Wednesday, May 16, 2007
A media diet, here defined, is the temporary exchange of overwrought entertainment for lighter fare, and it’s something I’ve faithfully kept since last I mentioned it, which is far more than I can say for my health regimen. Bacon double cheeseburger with the works, pound-and-a-half of fries, all the peanuts you could possibly unshell and eat? It’s a sublime feeling best described by the French as “like a pig in shit.” That’s High French, by the way, and it’s unavailable in traditional curricula.
At some point during 300–most likely during an expensively shot yet horrible scene, but that doesn’t really triangulate things–I felt very tired. It’s a fatigue years in the making, borne from an endless goulash of Star Wars and Lord of the Rings and various superhero movies. There’s a threshold where, once crossed, your cerebrum must stop bingeing or risk explosion. If I need an action fix these days, it’s got to have that spare aesthetic, so something like The Bourne Identity or Children of Men. Here’s a rule of thumb: if your media doesn’t blare a seven-part choral arrangement whenever some guy swings a sword, swings and misses, you’re probably safe.

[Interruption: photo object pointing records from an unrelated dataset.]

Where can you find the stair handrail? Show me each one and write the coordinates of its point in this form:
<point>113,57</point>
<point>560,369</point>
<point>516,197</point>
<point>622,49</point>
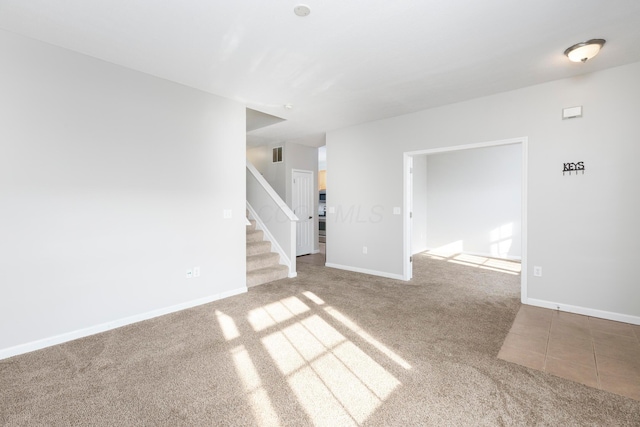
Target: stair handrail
<point>280,228</point>
<point>269,189</point>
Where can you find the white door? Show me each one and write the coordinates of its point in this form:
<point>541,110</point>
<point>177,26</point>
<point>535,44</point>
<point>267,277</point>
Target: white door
<point>303,207</point>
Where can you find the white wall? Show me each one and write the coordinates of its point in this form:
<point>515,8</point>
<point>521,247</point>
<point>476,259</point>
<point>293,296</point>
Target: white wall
<point>112,184</point>
<point>581,229</point>
<point>260,157</point>
<point>419,224</point>
<point>473,197</point>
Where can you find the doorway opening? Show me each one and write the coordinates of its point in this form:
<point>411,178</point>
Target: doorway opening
<point>499,233</point>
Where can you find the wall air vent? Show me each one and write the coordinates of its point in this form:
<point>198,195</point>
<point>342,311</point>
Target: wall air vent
<point>277,154</point>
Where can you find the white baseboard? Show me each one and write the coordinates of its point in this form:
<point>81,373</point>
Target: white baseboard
<point>618,317</point>
<point>482,254</point>
<point>103,327</point>
<point>365,271</point>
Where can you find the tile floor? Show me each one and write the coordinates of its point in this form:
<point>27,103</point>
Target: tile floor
<point>599,353</point>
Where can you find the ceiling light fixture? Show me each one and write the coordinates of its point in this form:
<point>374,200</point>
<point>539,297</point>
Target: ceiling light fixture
<point>584,51</point>
<point>302,10</point>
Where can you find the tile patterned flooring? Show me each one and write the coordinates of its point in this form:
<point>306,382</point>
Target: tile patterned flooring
<point>598,353</point>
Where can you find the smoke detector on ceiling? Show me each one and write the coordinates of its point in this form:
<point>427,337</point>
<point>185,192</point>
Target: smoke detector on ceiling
<point>302,10</point>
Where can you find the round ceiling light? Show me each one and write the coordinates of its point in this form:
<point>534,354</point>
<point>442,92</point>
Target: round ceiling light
<point>302,10</point>
<point>584,51</point>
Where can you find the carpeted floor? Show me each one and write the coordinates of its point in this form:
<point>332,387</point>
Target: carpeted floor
<point>328,348</point>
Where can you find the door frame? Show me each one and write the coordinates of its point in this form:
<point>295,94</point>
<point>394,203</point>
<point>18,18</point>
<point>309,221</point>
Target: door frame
<point>314,208</point>
<point>407,270</point>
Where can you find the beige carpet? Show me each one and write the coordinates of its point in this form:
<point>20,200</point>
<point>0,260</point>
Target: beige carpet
<point>328,348</point>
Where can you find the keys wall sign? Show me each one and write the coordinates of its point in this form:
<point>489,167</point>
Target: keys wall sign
<point>573,167</point>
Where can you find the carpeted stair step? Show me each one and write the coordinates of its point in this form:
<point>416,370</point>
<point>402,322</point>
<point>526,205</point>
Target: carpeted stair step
<point>265,275</point>
<point>255,248</point>
<point>255,235</point>
<point>269,259</point>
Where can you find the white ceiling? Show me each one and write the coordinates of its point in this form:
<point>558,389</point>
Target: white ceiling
<point>349,61</point>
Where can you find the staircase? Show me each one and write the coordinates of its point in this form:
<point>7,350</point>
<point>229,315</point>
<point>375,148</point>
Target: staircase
<point>263,266</point>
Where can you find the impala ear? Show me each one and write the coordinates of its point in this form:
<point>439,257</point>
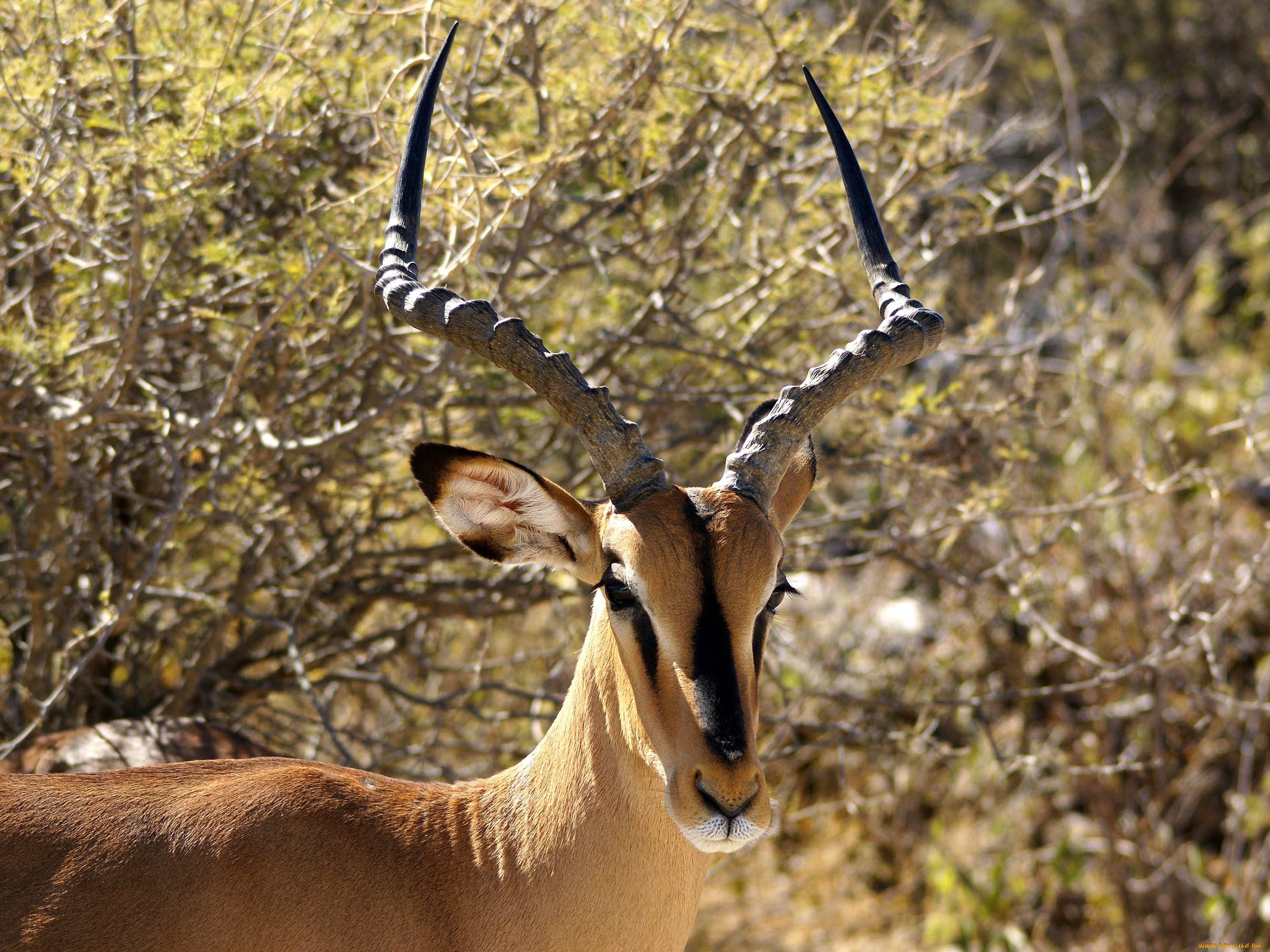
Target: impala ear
<point>506,512</point>
<point>798,480</point>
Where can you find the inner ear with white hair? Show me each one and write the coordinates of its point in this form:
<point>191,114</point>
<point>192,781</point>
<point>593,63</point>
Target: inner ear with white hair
<point>506,512</point>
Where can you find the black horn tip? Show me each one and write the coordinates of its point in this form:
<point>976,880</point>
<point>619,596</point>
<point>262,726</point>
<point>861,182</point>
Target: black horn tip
<point>864,215</point>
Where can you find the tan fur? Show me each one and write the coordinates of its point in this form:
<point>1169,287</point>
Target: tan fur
<point>583,846</point>
<point>139,742</point>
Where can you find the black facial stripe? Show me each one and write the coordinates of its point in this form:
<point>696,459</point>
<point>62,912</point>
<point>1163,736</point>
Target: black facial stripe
<point>647,640</point>
<point>714,668</point>
<point>761,625</point>
<point>573,556</point>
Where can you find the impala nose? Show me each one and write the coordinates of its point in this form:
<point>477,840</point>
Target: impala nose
<point>714,803</point>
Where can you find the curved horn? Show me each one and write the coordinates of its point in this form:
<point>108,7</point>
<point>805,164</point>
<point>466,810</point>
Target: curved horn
<point>909,330</point>
<point>614,444</point>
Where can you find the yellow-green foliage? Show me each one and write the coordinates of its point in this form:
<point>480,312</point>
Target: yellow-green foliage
<point>1020,705</point>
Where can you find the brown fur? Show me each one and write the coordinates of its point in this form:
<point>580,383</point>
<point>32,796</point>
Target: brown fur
<point>582,846</point>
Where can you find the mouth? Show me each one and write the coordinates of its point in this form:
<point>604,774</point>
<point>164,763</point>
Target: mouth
<point>727,834</point>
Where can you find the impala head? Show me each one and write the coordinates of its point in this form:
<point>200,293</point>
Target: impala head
<point>686,579</point>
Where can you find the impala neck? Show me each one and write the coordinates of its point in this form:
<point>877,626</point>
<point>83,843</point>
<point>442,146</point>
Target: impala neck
<point>581,824</point>
<point>595,775</point>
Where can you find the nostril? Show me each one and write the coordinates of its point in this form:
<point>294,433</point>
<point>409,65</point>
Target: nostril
<point>730,813</point>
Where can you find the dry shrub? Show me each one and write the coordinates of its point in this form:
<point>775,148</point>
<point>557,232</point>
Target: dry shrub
<point>1020,705</point>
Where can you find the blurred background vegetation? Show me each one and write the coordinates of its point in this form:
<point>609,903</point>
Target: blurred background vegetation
<point>1020,705</point>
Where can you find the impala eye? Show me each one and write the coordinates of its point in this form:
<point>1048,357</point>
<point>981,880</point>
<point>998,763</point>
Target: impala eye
<point>616,591</point>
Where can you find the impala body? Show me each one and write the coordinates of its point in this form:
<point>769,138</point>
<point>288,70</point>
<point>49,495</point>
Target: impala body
<point>597,841</point>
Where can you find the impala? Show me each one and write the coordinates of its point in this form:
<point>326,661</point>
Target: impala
<point>601,837</point>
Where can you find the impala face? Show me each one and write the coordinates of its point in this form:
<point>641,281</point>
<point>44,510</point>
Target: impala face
<point>686,585</point>
<point>690,585</point>
<point>689,578</point>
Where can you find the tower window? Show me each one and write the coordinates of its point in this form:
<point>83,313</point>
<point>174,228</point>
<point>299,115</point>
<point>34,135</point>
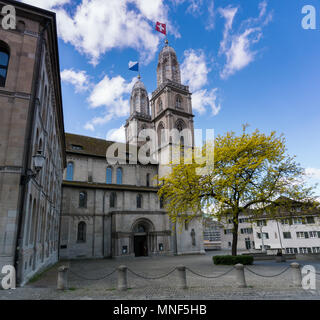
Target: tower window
<point>4,62</point>
<point>70,171</point>
<point>139,201</point>
<point>178,102</point>
<point>82,199</point>
<point>82,230</point>
<point>109,176</point>
<point>113,200</point>
<point>160,105</point>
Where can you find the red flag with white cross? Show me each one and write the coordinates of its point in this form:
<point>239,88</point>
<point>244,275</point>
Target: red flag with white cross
<point>161,27</point>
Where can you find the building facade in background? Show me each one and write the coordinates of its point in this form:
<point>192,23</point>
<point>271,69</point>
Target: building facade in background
<point>114,210</point>
<point>294,228</point>
<point>31,128</point>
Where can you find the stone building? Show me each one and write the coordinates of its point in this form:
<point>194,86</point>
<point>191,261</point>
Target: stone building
<point>245,233</point>
<point>32,143</point>
<point>114,210</point>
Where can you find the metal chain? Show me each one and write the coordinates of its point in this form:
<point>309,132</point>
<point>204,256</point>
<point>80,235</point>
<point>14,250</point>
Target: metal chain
<point>210,277</point>
<point>85,278</point>
<point>268,276</point>
<point>151,278</point>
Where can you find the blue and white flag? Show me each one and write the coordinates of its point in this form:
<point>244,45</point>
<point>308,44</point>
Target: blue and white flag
<point>134,65</point>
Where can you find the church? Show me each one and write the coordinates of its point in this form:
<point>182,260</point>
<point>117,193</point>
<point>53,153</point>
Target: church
<point>114,210</point>
<point>60,195</point>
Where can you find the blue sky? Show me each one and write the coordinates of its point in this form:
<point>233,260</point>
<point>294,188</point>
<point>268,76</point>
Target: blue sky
<point>245,62</point>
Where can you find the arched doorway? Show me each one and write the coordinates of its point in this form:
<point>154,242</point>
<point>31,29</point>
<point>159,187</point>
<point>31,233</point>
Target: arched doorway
<point>141,241</point>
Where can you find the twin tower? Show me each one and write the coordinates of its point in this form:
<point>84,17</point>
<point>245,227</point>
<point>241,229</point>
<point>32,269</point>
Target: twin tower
<point>171,106</point>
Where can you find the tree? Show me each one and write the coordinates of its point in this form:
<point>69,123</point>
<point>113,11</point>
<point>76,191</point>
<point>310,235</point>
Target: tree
<point>248,172</point>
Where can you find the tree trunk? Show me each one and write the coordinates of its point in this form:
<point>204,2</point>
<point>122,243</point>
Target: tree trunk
<point>235,237</point>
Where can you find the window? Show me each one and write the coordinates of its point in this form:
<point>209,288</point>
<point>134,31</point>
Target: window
<point>82,232</point>
<point>82,199</point>
<point>4,62</point>
<point>246,231</point>
<point>287,235</point>
<point>139,201</point>
<point>178,102</point>
<point>297,221</point>
<point>159,105</point>
<point>265,235</point>
<point>113,200</point>
<point>70,171</point>
<point>300,235</point>
<point>313,234</point>
<point>148,180</point>
<point>310,220</point>
<point>76,147</point>
<point>119,176</point>
<point>161,203</point>
<point>262,223</point>
<point>109,176</point>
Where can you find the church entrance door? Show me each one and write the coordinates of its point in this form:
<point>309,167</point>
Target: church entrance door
<point>140,246</point>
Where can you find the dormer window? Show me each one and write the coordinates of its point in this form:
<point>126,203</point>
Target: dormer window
<point>76,147</point>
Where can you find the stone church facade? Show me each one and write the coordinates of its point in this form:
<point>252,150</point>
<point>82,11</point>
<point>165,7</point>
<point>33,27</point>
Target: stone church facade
<point>114,210</point>
<point>31,125</point>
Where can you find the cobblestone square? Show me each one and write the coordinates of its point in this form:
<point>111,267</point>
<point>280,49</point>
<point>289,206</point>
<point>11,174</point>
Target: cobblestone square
<point>271,286</point>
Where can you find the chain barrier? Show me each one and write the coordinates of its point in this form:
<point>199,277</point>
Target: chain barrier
<point>96,279</point>
<point>151,278</point>
<point>209,277</point>
<point>267,276</point>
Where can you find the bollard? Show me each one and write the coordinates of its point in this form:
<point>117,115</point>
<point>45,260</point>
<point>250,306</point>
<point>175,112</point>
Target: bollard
<point>182,276</point>
<point>296,274</point>
<point>122,278</point>
<point>240,278</point>
<point>62,278</point>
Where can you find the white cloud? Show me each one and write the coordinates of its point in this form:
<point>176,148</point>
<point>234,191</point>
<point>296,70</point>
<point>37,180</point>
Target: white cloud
<point>194,72</point>
<point>194,69</point>
<point>211,18</point>
<point>97,26</point>
<point>313,173</point>
<point>117,135</point>
<point>203,98</point>
<point>79,79</point>
<point>113,95</point>
<point>237,47</point>
<point>46,4</point>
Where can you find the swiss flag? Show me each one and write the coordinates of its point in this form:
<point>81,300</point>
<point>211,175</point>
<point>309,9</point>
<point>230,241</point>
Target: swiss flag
<point>161,27</point>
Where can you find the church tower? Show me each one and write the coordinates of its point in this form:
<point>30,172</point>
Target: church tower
<point>171,107</point>
<point>140,118</point>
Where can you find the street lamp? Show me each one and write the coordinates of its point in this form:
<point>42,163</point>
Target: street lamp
<point>38,162</point>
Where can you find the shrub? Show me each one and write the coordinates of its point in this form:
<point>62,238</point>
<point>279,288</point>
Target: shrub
<point>232,260</point>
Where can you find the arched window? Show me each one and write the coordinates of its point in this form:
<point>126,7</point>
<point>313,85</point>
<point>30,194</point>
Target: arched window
<point>82,230</point>
<point>113,200</point>
<point>4,62</point>
<point>161,136</point>
<point>82,199</point>
<point>148,180</point>
<point>109,176</point>
<point>161,203</point>
<point>180,125</point>
<point>119,176</point>
<point>70,171</point>
<point>139,201</point>
<point>178,102</point>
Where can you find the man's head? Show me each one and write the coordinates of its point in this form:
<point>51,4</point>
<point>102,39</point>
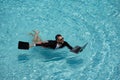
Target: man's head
<point>59,38</point>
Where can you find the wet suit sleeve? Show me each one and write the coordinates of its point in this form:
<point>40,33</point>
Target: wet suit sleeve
<point>68,45</point>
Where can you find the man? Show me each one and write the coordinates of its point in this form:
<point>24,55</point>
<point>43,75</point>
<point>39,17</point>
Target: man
<point>53,44</point>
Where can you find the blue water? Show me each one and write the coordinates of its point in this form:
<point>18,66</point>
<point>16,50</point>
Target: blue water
<point>79,21</point>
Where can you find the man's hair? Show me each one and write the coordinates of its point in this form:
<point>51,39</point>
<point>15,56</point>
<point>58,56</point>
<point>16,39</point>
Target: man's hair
<point>58,35</point>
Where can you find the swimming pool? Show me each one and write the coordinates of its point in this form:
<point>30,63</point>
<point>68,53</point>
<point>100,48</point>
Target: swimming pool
<point>79,21</point>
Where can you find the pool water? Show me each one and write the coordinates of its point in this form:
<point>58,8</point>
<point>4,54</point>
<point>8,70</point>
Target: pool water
<point>79,21</point>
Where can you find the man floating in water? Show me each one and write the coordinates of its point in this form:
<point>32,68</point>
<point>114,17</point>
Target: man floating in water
<point>53,44</point>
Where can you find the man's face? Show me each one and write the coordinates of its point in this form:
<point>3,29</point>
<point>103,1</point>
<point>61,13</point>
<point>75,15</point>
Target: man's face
<point>60,40</point>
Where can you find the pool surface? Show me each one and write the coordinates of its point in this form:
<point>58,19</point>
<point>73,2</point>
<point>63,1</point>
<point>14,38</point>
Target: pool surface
<point>79,21</point>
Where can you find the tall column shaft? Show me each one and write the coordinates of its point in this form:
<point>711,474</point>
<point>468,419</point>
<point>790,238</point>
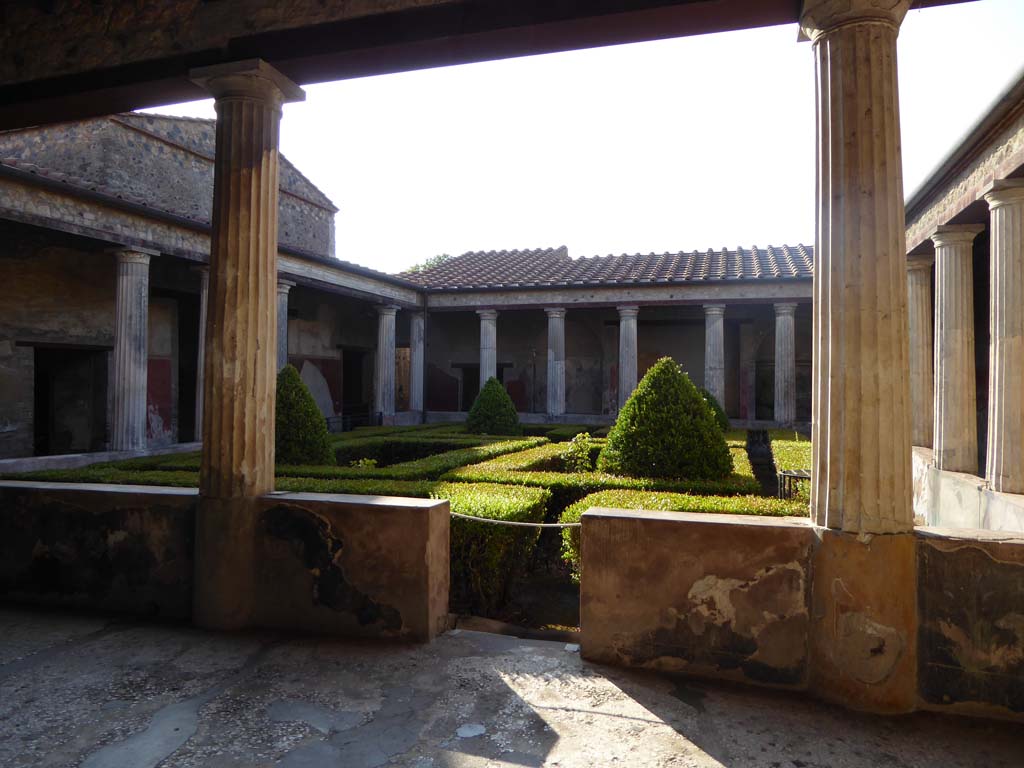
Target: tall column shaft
<point>627,352</point>
<point>384,380</point>
<point>748,371</point>
<point>241,339</point>
<point>919,287</point>
<point>715,351</point>
<point>488,345</point>
<point>204,292</point>
<point>417,354</point>
<point>785,364</point>
<point>955,427</point>
<point>861,419</point>
<point>284,288</point>
<point>1005,458</point>
<point>130,351</point>
<point>556,361</point>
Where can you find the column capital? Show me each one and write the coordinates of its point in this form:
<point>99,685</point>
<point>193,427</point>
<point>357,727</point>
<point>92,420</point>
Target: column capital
<point>951,235</point>
<point>821,16</point>
<point>252,79</point>
<point>1005,192</point>
<point>921,262</point>
<point>132,255</point>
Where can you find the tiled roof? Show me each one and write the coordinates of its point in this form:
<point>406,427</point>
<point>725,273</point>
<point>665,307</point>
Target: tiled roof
<point>544,267</point>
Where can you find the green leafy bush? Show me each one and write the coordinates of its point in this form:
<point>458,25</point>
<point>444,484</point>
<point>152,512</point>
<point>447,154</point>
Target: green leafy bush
<point>493,412</point>
<point>300,430</point>
<point>577,454</point>
<point>666,429</point>
<point>659,502</point>
<point>720,416</point>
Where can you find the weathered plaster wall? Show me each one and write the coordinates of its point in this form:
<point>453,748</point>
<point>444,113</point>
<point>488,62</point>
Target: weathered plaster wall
<point>125,549</point>
<point>971,636</point>
<point>712,595</point>
<point>353,565</point>
<point>53,293</point>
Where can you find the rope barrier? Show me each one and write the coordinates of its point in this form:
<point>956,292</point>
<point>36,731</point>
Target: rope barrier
<point>518,524</point>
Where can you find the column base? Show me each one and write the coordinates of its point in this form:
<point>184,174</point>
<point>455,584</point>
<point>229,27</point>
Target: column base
<point>223,594</point>
<point>863,642</point>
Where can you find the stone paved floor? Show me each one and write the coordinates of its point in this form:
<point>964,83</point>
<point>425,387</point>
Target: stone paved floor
<point>99,693</point>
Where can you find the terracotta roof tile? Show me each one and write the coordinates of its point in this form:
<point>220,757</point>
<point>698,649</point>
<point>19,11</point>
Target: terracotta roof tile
<point>553,266</point>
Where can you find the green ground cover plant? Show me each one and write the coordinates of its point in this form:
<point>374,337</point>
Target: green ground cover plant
<point>667,429</point>
<point>300,430</point>
<point>662,502</point>
<point>493,412</point>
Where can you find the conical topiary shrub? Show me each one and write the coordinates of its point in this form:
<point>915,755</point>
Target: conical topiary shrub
<point>666,429</point>
<point>300,429</point>
<point>493,412</point>
<point>716,407</point>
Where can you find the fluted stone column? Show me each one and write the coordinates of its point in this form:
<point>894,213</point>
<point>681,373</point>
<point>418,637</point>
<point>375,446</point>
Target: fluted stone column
<point>785,364</point>
<point>130,350</point>
<point>863,621</point>
<point>955,398</point>
<point>417,354</point>
<point>1005,459</point>
<point>919,287</point>
<point>384,379</point>
<point>861,395</point>
<point>488,344</point>
<point>715,351</point>
<point>241,337</point>
<point>284,287</point>
<point>204,292</point>
<point>556,361</point>
<point>627,352</point>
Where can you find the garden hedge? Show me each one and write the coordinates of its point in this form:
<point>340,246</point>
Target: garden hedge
<point>662,502</point>
<point>667,429</point>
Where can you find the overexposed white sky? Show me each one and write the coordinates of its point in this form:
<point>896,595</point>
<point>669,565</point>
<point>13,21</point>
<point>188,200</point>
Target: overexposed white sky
<point>689,143</point>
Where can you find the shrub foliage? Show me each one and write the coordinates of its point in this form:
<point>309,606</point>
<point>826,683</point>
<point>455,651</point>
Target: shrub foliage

The appetite for TV shows, however, continues unbroken. Heroes is the current squeeze, and much of the appeal rides on the pacing. It’s certainly not the special effects because, as it turns out, you actually don’t get points for trying. The fact that the writers plotted the arc for the long haul is encouraging. Those ABC shows I once considered staples were apparently written for a single season, after which the programming quickly became planes without a pilot. Even if Heroes doesn’t work out, though, there are alternatives on queue. House. Bones. And other single-worded dramas ready to round out a full media portfolio. I’m diversifying.